I tied my handkerchief around my face as I started to cough. It was a small, almost useless gesture, but seconds become terribly precious when life seems to be slipping away. A wind from somewhere, probably created by the vacuum of the fire itself, shot a long tongue of flame across the rubble directly at me. I scrambled backward and felt myself crashing through the shattered floorboards. I grabbed at them, caught one splintered edge for a moment and then it gave way, too. But it had held long enough to break my fall and I landed unhurt on the cellar floor.

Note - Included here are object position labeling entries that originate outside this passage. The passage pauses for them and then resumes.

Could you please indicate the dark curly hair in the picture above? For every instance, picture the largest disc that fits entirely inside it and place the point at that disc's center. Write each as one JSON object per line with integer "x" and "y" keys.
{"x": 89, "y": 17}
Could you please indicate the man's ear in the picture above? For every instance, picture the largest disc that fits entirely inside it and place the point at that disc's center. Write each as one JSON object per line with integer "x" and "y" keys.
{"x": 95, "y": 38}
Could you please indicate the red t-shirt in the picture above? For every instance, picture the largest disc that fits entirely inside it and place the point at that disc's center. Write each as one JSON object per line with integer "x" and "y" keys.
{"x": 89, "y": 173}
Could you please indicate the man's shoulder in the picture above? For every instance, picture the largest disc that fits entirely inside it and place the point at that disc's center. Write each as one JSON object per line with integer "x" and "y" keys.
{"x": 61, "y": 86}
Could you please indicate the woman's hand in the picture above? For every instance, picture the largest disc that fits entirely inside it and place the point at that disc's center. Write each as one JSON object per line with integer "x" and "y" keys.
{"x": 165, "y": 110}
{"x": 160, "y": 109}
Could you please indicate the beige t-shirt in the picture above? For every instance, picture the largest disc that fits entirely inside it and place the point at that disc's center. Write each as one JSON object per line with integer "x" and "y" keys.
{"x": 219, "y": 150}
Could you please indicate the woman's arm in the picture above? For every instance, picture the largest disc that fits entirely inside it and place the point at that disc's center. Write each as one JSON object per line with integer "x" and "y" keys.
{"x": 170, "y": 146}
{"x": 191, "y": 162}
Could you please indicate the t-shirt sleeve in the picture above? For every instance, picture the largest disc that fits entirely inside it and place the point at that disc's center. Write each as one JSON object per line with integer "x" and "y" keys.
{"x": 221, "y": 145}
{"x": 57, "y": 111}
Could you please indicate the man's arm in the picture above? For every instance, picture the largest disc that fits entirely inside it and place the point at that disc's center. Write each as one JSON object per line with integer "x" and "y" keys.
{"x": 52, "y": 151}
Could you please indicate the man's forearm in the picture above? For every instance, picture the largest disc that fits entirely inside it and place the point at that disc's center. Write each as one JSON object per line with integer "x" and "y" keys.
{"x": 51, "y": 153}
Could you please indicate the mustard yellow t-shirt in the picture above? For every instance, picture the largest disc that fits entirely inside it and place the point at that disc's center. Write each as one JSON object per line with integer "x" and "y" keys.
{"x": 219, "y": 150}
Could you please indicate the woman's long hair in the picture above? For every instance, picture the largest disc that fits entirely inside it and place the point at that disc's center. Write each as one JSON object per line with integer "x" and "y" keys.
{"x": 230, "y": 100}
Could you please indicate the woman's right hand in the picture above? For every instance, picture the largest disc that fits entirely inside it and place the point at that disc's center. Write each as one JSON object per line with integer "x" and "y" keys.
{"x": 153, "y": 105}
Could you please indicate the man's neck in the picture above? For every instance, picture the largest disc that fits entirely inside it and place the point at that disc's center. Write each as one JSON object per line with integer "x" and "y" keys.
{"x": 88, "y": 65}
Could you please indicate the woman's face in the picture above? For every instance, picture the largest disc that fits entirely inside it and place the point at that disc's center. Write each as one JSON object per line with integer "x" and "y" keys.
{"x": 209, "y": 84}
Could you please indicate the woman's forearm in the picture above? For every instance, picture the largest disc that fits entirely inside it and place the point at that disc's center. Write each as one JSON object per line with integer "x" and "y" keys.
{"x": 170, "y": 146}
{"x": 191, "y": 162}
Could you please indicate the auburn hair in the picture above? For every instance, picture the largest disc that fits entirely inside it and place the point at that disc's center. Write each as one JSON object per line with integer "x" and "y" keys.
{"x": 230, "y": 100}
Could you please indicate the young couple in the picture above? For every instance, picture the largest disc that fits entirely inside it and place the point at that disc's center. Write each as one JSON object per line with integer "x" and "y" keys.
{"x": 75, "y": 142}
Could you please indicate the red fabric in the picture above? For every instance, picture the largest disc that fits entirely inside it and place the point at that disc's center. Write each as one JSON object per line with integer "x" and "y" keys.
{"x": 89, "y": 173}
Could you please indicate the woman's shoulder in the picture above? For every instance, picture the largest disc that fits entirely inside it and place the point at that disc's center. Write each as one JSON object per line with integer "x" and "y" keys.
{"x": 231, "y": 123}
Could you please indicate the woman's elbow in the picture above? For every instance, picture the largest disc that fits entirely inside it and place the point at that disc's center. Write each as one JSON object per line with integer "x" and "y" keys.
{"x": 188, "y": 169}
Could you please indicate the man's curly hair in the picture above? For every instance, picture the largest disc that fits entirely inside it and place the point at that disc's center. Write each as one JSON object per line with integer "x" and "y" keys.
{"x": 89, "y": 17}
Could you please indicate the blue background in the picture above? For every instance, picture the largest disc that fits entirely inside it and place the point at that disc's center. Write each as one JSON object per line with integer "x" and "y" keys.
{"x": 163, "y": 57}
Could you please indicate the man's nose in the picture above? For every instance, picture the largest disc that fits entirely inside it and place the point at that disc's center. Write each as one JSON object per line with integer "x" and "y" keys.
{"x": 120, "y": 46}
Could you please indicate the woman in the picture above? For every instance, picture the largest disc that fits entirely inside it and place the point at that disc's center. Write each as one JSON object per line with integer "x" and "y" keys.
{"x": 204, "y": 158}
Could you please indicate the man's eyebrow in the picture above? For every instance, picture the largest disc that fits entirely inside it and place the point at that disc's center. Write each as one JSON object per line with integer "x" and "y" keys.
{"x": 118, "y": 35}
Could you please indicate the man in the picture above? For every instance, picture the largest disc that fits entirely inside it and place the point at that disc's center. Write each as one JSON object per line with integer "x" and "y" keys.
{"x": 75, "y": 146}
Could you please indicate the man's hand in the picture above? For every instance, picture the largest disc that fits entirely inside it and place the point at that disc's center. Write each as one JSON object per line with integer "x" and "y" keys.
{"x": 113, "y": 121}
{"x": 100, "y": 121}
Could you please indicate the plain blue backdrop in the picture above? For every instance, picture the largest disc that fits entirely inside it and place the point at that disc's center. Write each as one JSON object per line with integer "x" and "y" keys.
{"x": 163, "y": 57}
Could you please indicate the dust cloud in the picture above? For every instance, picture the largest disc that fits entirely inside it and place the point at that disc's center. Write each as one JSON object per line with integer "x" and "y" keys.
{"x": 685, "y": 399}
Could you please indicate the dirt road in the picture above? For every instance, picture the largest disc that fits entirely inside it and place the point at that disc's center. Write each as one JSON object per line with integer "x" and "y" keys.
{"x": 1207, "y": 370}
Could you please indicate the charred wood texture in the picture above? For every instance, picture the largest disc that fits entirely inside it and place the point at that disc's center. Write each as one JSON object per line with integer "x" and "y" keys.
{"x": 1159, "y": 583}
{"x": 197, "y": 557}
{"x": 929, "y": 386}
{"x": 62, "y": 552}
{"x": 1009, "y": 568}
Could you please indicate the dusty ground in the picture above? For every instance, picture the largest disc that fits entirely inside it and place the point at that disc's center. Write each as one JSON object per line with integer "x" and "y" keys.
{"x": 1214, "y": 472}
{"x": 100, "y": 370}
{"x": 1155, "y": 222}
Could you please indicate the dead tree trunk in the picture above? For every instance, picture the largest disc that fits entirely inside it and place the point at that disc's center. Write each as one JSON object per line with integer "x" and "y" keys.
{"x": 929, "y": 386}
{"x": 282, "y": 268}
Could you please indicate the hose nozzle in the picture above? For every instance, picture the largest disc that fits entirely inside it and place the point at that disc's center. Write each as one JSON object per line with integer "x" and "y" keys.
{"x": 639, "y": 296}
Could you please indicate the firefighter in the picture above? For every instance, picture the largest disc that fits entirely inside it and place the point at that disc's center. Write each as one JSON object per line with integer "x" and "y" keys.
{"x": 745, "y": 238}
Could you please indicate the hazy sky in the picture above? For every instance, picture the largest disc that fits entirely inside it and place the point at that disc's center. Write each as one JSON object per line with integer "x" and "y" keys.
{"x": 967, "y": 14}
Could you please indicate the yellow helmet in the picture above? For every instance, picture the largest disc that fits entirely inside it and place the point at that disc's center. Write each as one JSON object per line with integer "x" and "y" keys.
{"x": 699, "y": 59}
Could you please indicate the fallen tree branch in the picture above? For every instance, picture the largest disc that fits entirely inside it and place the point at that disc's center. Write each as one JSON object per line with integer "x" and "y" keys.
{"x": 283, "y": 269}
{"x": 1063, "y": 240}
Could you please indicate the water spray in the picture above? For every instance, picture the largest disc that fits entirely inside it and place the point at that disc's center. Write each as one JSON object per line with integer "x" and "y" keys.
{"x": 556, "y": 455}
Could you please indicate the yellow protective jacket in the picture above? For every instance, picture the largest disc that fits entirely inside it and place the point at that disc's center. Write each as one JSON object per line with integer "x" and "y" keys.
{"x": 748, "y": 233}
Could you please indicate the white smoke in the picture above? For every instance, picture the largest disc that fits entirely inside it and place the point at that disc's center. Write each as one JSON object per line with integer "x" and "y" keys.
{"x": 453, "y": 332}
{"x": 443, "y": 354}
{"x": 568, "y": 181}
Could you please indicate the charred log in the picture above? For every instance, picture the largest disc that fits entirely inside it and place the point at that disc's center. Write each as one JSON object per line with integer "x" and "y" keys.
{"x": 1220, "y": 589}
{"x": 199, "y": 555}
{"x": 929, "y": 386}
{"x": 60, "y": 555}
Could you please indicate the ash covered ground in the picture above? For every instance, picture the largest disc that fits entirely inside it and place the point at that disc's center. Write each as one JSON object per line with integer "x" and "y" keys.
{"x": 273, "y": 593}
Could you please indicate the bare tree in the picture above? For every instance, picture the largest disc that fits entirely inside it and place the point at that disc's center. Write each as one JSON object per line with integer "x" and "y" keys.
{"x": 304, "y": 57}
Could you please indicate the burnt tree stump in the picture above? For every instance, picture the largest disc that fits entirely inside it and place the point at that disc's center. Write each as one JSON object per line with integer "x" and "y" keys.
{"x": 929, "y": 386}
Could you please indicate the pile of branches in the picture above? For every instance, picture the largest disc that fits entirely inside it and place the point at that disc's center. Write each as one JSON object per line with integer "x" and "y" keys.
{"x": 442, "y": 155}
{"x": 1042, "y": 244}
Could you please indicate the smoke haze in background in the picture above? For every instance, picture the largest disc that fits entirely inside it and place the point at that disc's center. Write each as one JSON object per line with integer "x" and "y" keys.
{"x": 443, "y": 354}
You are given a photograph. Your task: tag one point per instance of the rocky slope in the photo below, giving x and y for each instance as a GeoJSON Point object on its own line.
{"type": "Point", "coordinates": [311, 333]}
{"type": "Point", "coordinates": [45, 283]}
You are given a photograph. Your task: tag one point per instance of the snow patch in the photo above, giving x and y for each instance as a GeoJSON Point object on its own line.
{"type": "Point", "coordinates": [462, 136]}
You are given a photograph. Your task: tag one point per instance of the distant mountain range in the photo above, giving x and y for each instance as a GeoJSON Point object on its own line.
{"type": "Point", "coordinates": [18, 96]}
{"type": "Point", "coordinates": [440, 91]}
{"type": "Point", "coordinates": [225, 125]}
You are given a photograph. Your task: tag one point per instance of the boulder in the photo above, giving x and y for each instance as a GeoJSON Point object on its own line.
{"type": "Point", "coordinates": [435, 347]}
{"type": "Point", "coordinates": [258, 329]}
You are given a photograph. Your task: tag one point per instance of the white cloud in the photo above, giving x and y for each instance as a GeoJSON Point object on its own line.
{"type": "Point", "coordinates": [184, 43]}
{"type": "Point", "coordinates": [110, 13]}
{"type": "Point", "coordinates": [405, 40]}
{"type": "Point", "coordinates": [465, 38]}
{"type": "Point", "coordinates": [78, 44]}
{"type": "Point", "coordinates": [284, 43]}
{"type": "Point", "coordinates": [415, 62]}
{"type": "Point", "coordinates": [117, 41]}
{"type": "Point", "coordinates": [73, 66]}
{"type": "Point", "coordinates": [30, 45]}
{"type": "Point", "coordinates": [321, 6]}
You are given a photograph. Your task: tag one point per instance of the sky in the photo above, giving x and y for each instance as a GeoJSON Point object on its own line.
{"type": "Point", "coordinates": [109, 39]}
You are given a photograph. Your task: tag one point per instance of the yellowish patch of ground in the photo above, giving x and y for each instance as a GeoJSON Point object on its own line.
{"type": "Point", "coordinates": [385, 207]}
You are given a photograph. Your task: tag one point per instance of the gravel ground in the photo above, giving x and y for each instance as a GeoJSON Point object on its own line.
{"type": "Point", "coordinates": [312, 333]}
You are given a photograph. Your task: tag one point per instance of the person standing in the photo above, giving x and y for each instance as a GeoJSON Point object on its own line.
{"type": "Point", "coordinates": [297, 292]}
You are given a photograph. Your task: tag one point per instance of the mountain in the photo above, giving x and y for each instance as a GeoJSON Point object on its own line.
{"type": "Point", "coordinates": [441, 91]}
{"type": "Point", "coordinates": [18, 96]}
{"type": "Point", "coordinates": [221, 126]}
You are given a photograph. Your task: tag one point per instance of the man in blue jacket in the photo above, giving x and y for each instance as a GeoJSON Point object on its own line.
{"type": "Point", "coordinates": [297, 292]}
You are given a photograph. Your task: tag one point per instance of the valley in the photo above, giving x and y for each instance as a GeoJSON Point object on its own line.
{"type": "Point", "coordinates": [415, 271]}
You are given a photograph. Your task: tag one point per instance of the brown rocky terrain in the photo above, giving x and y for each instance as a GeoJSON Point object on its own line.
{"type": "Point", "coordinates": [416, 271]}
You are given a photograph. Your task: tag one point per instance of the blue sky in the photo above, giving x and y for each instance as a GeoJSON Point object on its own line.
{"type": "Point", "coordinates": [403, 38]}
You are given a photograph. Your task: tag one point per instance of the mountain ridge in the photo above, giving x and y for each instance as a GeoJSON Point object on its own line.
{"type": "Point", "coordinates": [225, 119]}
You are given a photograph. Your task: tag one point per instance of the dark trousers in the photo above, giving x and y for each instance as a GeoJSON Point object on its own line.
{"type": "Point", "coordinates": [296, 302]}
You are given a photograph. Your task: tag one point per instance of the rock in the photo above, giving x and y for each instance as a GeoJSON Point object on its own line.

The place was choking with smoke and dust from the exploded furnace, but I managed to glimpse light in a far corner. I climbed over twisted pipes and blocks of concrete toward it and felt a movement in the air. It was like the sight of water to a parched man and I pressed on, tearing my leg on a piece of jagged metal. It was suddenly before me, sunlight and air, still filled with the choking dust, but nonetheless air from a back cellar entrance, and I stumbled out into the open, still feeling the heat of the flames behind me. I fell down on the grass and lay there, gasping in great gobs of air as I heard the fire truck sirens approaching. I was getting to my feet with the handkerchief still hanging from my face when they rolled up to the front of the house, now nothing but a roaring tower of flames.
"There's nobody inside," I told the men, erasing the fear in their eyes. As they started to hose water on the inferno I climbed into the Chevy, torn and aching and bleeding from dozens of cuts and bruises and mad as all hell.
I stopped to phone Hawk from a roadside phone booth. He told me to go to my place, get feed up and then come to the office.
"I'll be here," he said. "I've had a cot brought in and I'm staying here until everything is over and done with, this World Leadership Conference and now this blasted business."
I hung up and drove slowly back to my apartment A long, hot bath followed by a long, cold martini did wonders for the body and the soul. It was just after dinner time when I reached Hawk's office at AXE headquarters. He was standing by the bay window, looking down on the circling lines of traffic below and he gestured to me as I entered. I went over to stand beside him, glancing at the deep, tired lines etched in his face.